Dice Sangalli “l’evasore va capito”. No, proprio no, non c’è nulla da capire. Se e quando c’è “evasione da difficoltà”, l’evasore fiscale va aiutato. Dalla Agenzia delle Entrate con dilazioni di pagamento e rateizzazioni, non con un “chi ha avuto ha avuto e chi ha dato ha dato” sancito ed estorto allo Stato dalla categoria-lobby di riferimento. Altrimenti quella di Sangalli è la riproposizione gemella della brutta storia dello “abusivismo di necessità”, schermo dietro il quale si sono riparati tutti quelli che si sono fatti una casa abusiva. E poi, se qualcuno non ce la fa più a pagare le tasse, se bisogna cercare le “ragioni” dell’evasione, la ragione prima è che ci sono milioni di italiani che le tasse non le pagano se non dopo averle tagliate e “autoridotte” con l’evasione. Centinaia di miliardi all’anno di evasione fiscale hanno fatto e fanno la ricchezza di chi può dichiarare al fisco il suo reddito di fatto senza nessun rapporto di realtà con quanto davvero guadagna. Sono milioni di italiani che vanno tutt’altro che capiti e ascoltati: l’evasione da calcolo e abitudine è la regola, l’evasione “da necessità” è l’eccezione. Rovesciare la frittata come fa Sangalli è, per dirla con Sartori, “medicina demagogica e irresponsabile”.

Medicina, anzi “doping” somministrato a un paese che, dalla testa ai piedi, non vuol sapere, non vuol sentire.
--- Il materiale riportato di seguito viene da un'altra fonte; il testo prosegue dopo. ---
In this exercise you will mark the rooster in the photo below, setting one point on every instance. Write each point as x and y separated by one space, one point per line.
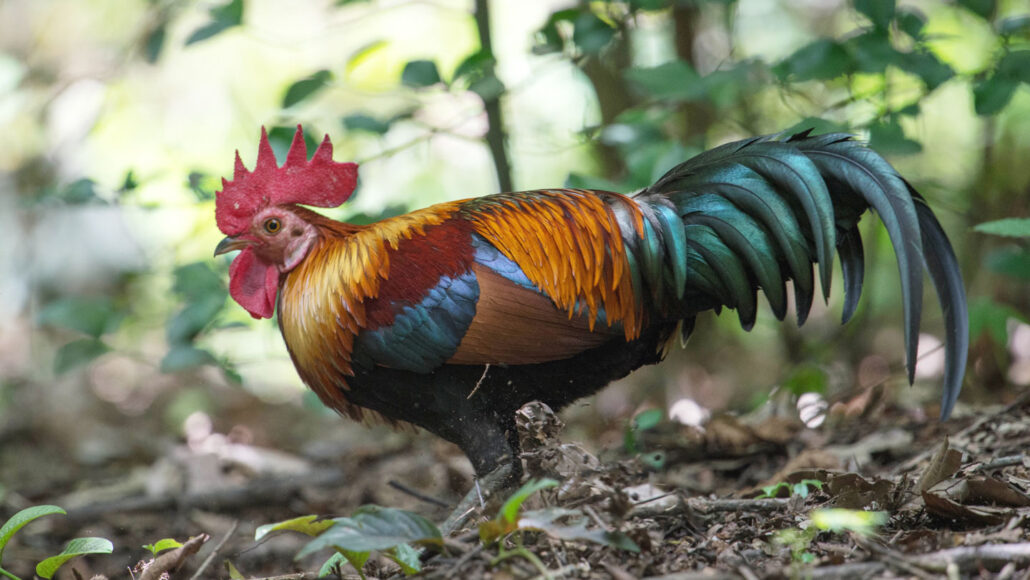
453 316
Dalla “riforma fiscale” tutti si aspettano meno tasse da pagare. E sarebbe perfino possibile oltre che utile all’economia. Alla sola condizione, come spiega Roberto Perotti sul Sole 24 ore, di una massiccia “riduzione della spesa”. Perotti è drastico nella sua prognosi infausta: “Non si farà”. Non si farà perché nessuna delle categorie, nessun sindacato, nessun partito, nessun leader è disposto, disponibile, in grado e in condizione di tagliare la spesa. Spiega Perotti che il miracolo annunciato di meno Irpef pareggiata da meno Iva, oppure delle tre aliquote “più basse” secondo Berlusconi pagate dalla “tassa sulla rendita” come predica Bersani o sui “grandi patrimoni” come raccontano la Camusso e Vendola è miracolo che non sta nè nella terra dei conti nè nel cielo dei bilanci. Tagliati un miliardo o due alla politica, portato a casa un miliardo dalla tassazione sulla rendita finanziaria, trovati un altro paio di miliardi dall’asciugar esenzioni fiscali, ne mancano almeno altri dieci per abbassare seriamente le tasse sul reddito, il lavoro e l’impresa. Possono venire solo dallo spendere meno per le pensioni, la sanità, la Pubblica Amministrazione. Praticamente una bestemmia nella chiesa dei partiti, del governo, della maggioranza, dell’opposizione, dei sindacati e anche…dell’elettorato. Non si farà dice Perotti e invece si continuerà a tentar di fare quel che predica Sangalli: il “mio” evasore è buono, il “tuo” è cattivo. Come scrive Sartori, “demagogia irresponsabile” che parte da Bossi e Berlusconi, scende per i Sangalli e arriva fino agli indignati precari. Una prova, la più fresca, l’ultima di giornata? Quel Paolo Romani ministro che ai commercianti giura “L’Iva non verrà toccata”. Amen.